On ne peut pas ne pas exprimer un doute sur une invasion immédiate de l'Afghanistan comparable à celle de l'Irak en 1991. L'Irak est un désert, l'Afghanistan est composé de montagnes ; le régime afghan n'est pas indispensable à la survie de l'humanité, mais les Afghans sont totalement innocents, ils sont asservis par les mollahs. Il y a là des vies humaines, et un peuple qui a déjà beaucoup souffert, à épargner. L'engagement (très périlleux) du gouvernement pakistanais auprès de l'Amérique laisse imaginer que les forces américaines conçoivent le Pakistan comme une base d'où partiraitl'invasion de l'Afghanistan. Mais n'allons pas trop vite. Lundi encore, la délégation pakistanaise à Kaboul se contentait de persuader les mollahs de livrer ben Laden aux Américains.
Une stratégie possible
Il nous semblerait plus judicieux que les Américains recherchent une alliance avec l'une des républiques situées au nord de l'Aghanistan et les forces du commandant Massoud, assassiné la semaine dernière, lesquelles n'occupent plus qu'une enclave au nord du pays. Les Américains devraient apporter aux soldats anti-taliban une aide militaire massive et obtenir d'eux un accord de coopération pour lancer une offensive contre le régime de Kaboul et l'expulser de la capitale.

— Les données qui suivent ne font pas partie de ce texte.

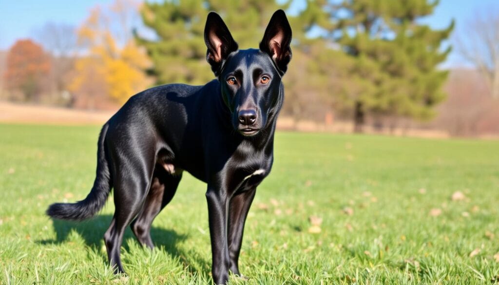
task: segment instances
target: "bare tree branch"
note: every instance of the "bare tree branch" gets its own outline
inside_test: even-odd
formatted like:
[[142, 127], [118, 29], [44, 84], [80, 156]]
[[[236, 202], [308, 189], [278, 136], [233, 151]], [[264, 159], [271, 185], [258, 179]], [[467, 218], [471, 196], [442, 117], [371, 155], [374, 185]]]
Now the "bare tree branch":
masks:
[[476, 13], [461, 31], [456, 38], [458, 52], [480, 71], [491, 95], [499, 99], [499, 11]]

Est-ce réalisable ? En tout cas, c'est une piste à explorer car une solution de ce genre comporte deux avantages : elle permettrait de combattre et peut-être d'anéantir une forme de dictature particulièrement cruelle, sans trop encourir les foudres des ONG et des humanistes ; et elle faciliterait l'invasion en donnant aux forces américaines une base à partir de laquelle l'assaut ne serait pas handicapé par l'hostilité de l'environnement.

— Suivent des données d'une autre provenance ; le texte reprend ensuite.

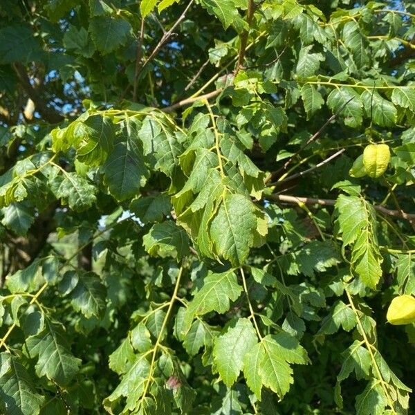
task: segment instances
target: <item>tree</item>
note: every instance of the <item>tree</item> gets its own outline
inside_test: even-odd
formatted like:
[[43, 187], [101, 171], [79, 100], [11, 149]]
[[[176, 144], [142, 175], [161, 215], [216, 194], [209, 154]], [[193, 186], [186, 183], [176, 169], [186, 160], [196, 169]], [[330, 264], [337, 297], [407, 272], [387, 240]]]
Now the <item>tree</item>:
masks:
[[408, 413], [414, 12], [3, 0], [0, 412]]

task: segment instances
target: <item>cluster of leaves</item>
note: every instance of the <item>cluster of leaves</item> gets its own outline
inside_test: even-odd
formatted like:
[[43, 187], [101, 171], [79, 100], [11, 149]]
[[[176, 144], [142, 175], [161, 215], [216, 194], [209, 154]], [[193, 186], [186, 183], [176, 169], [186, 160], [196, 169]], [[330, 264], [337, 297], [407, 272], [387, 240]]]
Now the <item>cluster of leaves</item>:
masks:
[[0, 5], [0, 412], [408, 413], [413, 10], [75, 3]]

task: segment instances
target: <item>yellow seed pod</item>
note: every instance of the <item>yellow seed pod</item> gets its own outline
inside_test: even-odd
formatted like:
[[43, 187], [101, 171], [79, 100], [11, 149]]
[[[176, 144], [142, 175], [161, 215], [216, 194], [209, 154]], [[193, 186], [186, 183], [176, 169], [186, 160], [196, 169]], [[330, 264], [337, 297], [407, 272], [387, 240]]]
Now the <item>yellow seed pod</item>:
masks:
[[363, 165], [369, 177], [380, 177], [387, 169], [391, 152], [387, 144], [369, 144], [363, 151]]
[[363, 165], [363, 154], [360, 154], [353, 163], [351, 169], [349, 170], [349, 174], [351, 177], [363, 177], [367, 172]]
[[415, 297], [404, 294], [392, 299], [387, 314], [387, 321], [391, 324], [410, 324], [415, 322]]

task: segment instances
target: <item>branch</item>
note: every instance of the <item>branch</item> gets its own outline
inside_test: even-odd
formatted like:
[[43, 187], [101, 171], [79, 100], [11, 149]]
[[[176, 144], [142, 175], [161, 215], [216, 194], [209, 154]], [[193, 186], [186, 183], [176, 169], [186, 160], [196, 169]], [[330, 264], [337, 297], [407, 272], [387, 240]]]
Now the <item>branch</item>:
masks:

Dans le cadre de ce projet, le Pakistan aurait pour tâche unique d'empêcher ben Laden de s'évader. Mais, pour le réaliser, il faut l'accord des massoudistes, d'une ancienne république soviétique et de M. Poutine. Cela fait beaucoup de monde en l'occurrence, et un monde qui a toujours rejeté l'hypothèse d'une présence militaire américaine.
Un message aux amis
Ce qui est certain, c'est que la blessure profonde infligée aux Américains leur confère une sorte d'autorité nouvelle : ils ne sont plus seulement LA seule superpuissance qui fait régner l'ordre américain dans le monde ; ils s'adressent à ceux qu'ils ont aidés ou aident encore, comme l'Egypte, l'Arabie Saoudite, les Emirats, le Pakistan, en leur disant : certes, nous avons négligé la menace terroriste en croyant que nous en étions protégés ; mais aujourd'hui, vous ne pouvez continuer à avoir de bonnes relations avec nous tout en laissant agir des réseaux extraordinairement dangereux. Le fait qu'ils se réclament de l'islam ne doit pas les mettre à l'abri dans vos propres pays, où ils ont commis de multiples attentats. Ce qu'ils ont fait, ils vous le feront un jour si vous n'y prenez garde.
Ni le Caire, qui reçoit des Etats-Unis une aide annuelle de près trois milliards de dollars, ni Ryad, principal fournisseur de l'Amérique en pétrole, ni d'autres pays musulmans, modérés ou non, dont les régimes sont tenus à bout de bras par la puissance tutélaire ne sauraient aujourd'hui se dérober à leur devoir.
Même l'Iran a exprimé des sentiments suprenants au lendemain de l'attaque terroriste. L'Irak fait son analyse habituelle, mais avec moins de violence que d'habitude. La Syrie et la Libye sont relativement silencieux. Ou bien ces pays sont impliqués et craignent des représailles. Ou bien ils ne sont pas impliqués et ont peur de faire les frais de la colère américaine. L'Amérique a commencé par compter ses amis. C'est une bonne méthode, qui donne à tous les autres le temps de réfléchir.